Die Teilautonomen Referate sind den AStA-tragenden Listen ein Dorn im Auge. Da die ReferentInnen der Teilautonomen Referate von den jeweiligen Vollversammlungen gewählt werden, sind sie damit unabhängig von dem derzeitigen AStA (der sich hauptsächlich aus SPD- und FDP-NachwuchspolitikerInnen rekrutiert). Das passt dem AStA nicht und so hat er in den letzten Wochen alles unternommen, um die Handlungsfähigkeit dieser Referate einzuschränken. Im Haushalt plant der AStA eine Kürzung unserer Gelder um über 20.000 Euro (ein Drittel der Mittel, die uns derzeit zur Verfügung stehen). Gleichzeitig genehmigte der AStA-Vorstand sich und seinen Publikationen 19.000 Euro mehr. Eine Besetzungsaktion nahm der AStA zum Anlass, mehrere ReferentInnen für “abberufen” zu erklären. Auch ansonsten war er nicht zimperlich: Der Finanzreferent hinderte beim Campus Open Air einen Referenten mit Gewalt daran, eine Solidaritätserklärung für die Teilautonomen Referate zu
verteilen.

Zu guter Letzt möchte der AStA nun das Frauenreferat abschaffen, und so hat der Drei-Männer-AStA-Vorstand dieses Referat aufgelöst und in das Sozialreferat eingeordnet. Frauen seien keine “Minderheit” und bräuchten deshalb keine unabhängige Vertretung. Grund für die Teilautonomen Referate ist aber nicht allein deren Minderheitenstatus, sondern die strukturelle Benachteiligung, die die unterschiedlichen Gruppen bis heute erleben. Dies gibt der AStA in seiner Stellungnahme sogar zu.

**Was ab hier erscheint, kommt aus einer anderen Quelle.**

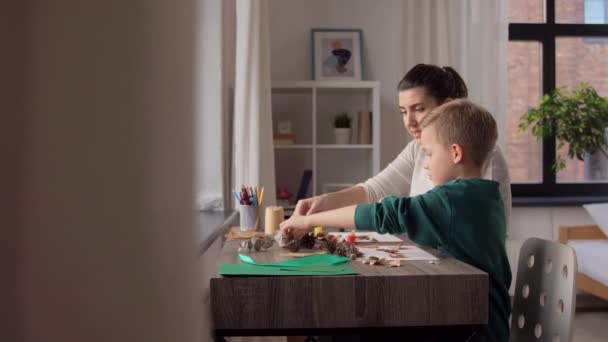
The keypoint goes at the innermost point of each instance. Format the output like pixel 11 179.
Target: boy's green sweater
pixel 463 218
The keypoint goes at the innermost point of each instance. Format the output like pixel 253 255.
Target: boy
pixel 463 216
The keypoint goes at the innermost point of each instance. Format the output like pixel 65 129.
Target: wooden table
pixel 426 301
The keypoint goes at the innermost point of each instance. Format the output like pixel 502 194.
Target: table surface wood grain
pixel 416 294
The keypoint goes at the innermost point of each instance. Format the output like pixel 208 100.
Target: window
pixel 562 44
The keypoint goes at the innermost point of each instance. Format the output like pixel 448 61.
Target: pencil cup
pixel 249 217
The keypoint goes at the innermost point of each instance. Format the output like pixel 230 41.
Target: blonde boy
pixel 462 216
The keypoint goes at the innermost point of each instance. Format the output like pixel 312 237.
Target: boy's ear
pixel 457 153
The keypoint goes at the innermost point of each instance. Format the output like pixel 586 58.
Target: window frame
pixel 549 192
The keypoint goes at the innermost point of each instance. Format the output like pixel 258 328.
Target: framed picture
pixel 337 54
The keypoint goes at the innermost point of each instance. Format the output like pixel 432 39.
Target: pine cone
pixel 352 251
pixel 308 240
pixel 341 249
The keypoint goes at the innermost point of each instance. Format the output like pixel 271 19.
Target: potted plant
pixel 578 118
pixel 342 128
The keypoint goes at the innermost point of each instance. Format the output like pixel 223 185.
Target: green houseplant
pixel 342 128
pixel 578 118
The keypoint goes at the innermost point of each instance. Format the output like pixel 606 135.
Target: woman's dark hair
pixel 440 83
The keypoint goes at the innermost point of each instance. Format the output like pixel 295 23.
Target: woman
pixel 422 89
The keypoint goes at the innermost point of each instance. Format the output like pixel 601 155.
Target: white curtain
pixel 469 35
pixel 253 162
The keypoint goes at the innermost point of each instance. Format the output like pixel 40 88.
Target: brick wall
pixel 577 59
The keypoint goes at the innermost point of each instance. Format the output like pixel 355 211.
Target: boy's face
pixel 439 162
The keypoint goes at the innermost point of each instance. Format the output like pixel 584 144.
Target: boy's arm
pixel 425 218
pixel 342 217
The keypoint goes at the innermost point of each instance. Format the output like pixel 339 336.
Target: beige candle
pixel 272 218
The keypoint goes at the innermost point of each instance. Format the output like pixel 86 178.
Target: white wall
pixel 381 22
pixel 210 107
pixel 99 237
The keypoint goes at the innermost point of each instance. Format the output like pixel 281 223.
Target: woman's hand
pixel 298 225
pixel 313 205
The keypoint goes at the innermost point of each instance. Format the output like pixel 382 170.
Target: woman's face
pixel 414 104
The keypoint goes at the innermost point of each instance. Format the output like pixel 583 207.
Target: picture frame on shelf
pixel 337 54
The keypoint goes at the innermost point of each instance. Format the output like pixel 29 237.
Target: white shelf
pixel 292 147
pixel 325 84
pixel 350 146
pixel 310 106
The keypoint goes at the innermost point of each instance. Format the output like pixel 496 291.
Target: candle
pixel 273 218
pixel 351 238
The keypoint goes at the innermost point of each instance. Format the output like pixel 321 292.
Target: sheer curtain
pixel 253 153
pixel 471 36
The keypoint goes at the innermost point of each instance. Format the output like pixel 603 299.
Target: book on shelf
pixel 284 139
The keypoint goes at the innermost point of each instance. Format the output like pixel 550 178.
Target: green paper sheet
pixel 317 260
pixel 249 269
pixel 319 264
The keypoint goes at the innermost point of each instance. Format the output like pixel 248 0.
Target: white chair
pixel 545 292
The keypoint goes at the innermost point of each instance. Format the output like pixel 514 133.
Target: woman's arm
pixel 333 200
pixel 341 217
pixel 395 179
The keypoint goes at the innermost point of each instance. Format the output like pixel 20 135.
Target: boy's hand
pixel 298 225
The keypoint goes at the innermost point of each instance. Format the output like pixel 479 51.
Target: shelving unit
pixel 310 107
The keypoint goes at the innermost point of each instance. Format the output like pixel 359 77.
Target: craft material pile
pixel 328 242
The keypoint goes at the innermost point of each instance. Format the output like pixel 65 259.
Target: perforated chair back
pixel 545 292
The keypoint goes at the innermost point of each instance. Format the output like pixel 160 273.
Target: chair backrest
pixel 545 292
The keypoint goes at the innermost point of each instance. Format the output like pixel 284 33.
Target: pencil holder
pixel 249 217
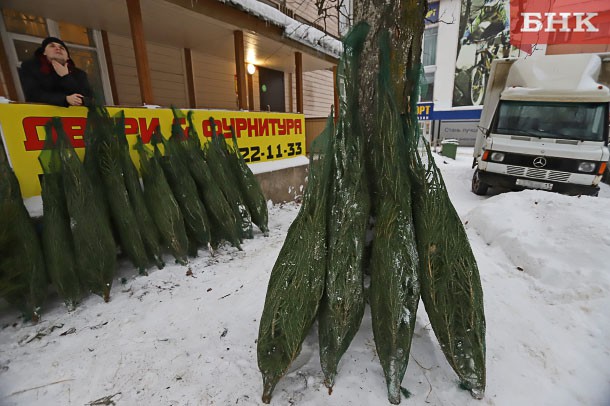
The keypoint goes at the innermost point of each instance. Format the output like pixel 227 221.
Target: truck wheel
pixel 478 186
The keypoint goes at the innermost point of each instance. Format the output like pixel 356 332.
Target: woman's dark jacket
pixel 41 84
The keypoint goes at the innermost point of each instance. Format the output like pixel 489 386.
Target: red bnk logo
pixel 559 22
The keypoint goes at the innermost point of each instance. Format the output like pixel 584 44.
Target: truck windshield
pixel 574 121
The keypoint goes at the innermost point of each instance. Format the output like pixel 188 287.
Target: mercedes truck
pixel 544 125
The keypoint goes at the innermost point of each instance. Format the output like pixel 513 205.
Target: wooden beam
pixel 111 78
pixel 335 94
pixel 250 93
pixel 190 78
pixel 240 69
pixel 139 47
pixel 298 61
pixel 8 76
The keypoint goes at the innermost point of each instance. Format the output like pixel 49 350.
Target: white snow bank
pixel 279 164
pixel 177 339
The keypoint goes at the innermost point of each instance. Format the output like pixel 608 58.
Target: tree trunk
pixel 405 21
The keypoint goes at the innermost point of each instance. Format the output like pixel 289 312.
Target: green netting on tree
pixel 107 155
pixel 175 167
pixel 94 246
pixel 342 305
pixel 148 230
pixel 216 155
pixel 394 289
pixel 56 235
pixel 161 203
pixel 450 283
pixel 223 222
pixel 250 188
pixel 23 281
pixel 296 283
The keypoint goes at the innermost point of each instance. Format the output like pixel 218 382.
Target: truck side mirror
pixel 484 130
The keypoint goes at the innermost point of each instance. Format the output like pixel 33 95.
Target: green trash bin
pixel 449 148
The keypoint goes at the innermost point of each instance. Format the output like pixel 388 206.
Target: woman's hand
pixel 61 70
pixel 75 99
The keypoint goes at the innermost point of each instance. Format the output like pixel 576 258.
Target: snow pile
pixel 186 335
pixel 293 29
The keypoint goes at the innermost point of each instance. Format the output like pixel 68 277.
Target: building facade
pixel 190 54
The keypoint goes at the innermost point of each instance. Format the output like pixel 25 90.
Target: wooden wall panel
pixel 317 93
pixel 125 74
pixel 215 82
pixel 166 69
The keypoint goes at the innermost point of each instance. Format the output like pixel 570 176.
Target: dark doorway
pixel 271 87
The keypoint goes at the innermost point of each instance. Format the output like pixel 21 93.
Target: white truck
pixel 544 125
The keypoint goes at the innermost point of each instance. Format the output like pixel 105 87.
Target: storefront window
pixel 25 32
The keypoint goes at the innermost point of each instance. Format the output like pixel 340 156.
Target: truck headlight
pixel 497 156
pixel 586 167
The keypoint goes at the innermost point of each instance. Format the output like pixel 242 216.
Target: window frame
pixel 53 30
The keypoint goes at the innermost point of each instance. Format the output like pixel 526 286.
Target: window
pixel 24 33
pixel 574 121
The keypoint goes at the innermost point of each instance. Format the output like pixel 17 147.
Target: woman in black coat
pixel 51 77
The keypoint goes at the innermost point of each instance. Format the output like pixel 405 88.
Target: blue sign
pixel 432 15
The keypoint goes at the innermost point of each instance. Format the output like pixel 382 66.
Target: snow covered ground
pixel 186 335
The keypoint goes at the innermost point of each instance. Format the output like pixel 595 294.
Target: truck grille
pixel 554 176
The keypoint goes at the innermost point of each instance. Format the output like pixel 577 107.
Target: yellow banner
pixel 260 136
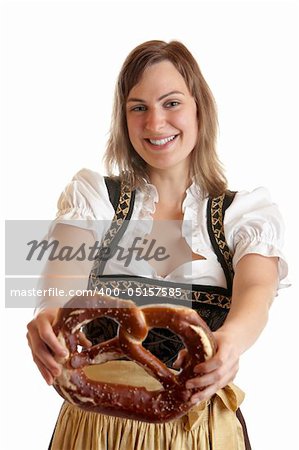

Welchen Stellenwert Gleichberechtigung aber für den AStA-Vorsitzenden hat, zeigt sich schon in einer Äußerung des AStA-Vorsitzenden Benjamin Gildemeister gegenüber dem Abendblatt: Der Zustand der Gebäude, nicht aber “Geschlechtergerechtigkeit” sei ein “wirkliches Problem” an der Uni. Insofern benötigen wir eine unabhängige Vertretung dringender denn je!

Wir wollen uns diese Bevormundung nicht länger gefallen lassen!
Beschwert Euch beim AStA und kommt zur

Versammlung am Montag 23.6. um 16 Uhr in die T-Stube rauchfrei (Pferdestall, Allende Platz 1)

Sitzung des Studierendenparlamentes am Dienstag 24.6. um 19 Uhr in den Hörsaal der Erziehungswissenschaften und unterstützt uns dort

Das Institut für Queer Theory hat einen Offenen Brief zu Situation in Hamburg veröffentlicht:

Gegen die Abschaffung des Frauenreferats des AStA der Universität Hamburg

Mit der Auflösung des Frauenreferats sowie den Mittelkürzungen der teilautonomen Referate verschreibt sich der AStA der Universität Hamburg einer in doppelter Hinsicht anti-demokratischen Politik: Er betreibt – noch dazu mit autokratischen Methoden – Interessenpolitik, statt sein Mandat als Vertretung der gesamten Studierendenschaft aufzufassen. Und er untergräbt die politische Partizipation derjenigen, für die Selbstorganisation in teilautonomen Referaten Möglichkeiten der politischen, sozialen und kulturellen Artikulation und Partizipation darstellt, die ihnen aufgrund struktureller Benachteiligungen verwehrt oder erschwert ist.

Demokratische Politik ist nicht „Politik der Stärkeren“ oder Privilegiensicherung, sondern orientiert sich an gesellschaftlichem Interessenausgleich und sozialer Gerechtigkeit.

Gegen eine Politik, die auf die Herrschaft dominanter gesellschaftlicher Kräfte und die Festschreibung struktureller Ungleichheit setzt.

Für den Erhalt ressourcenstarker teilautonomer Referate.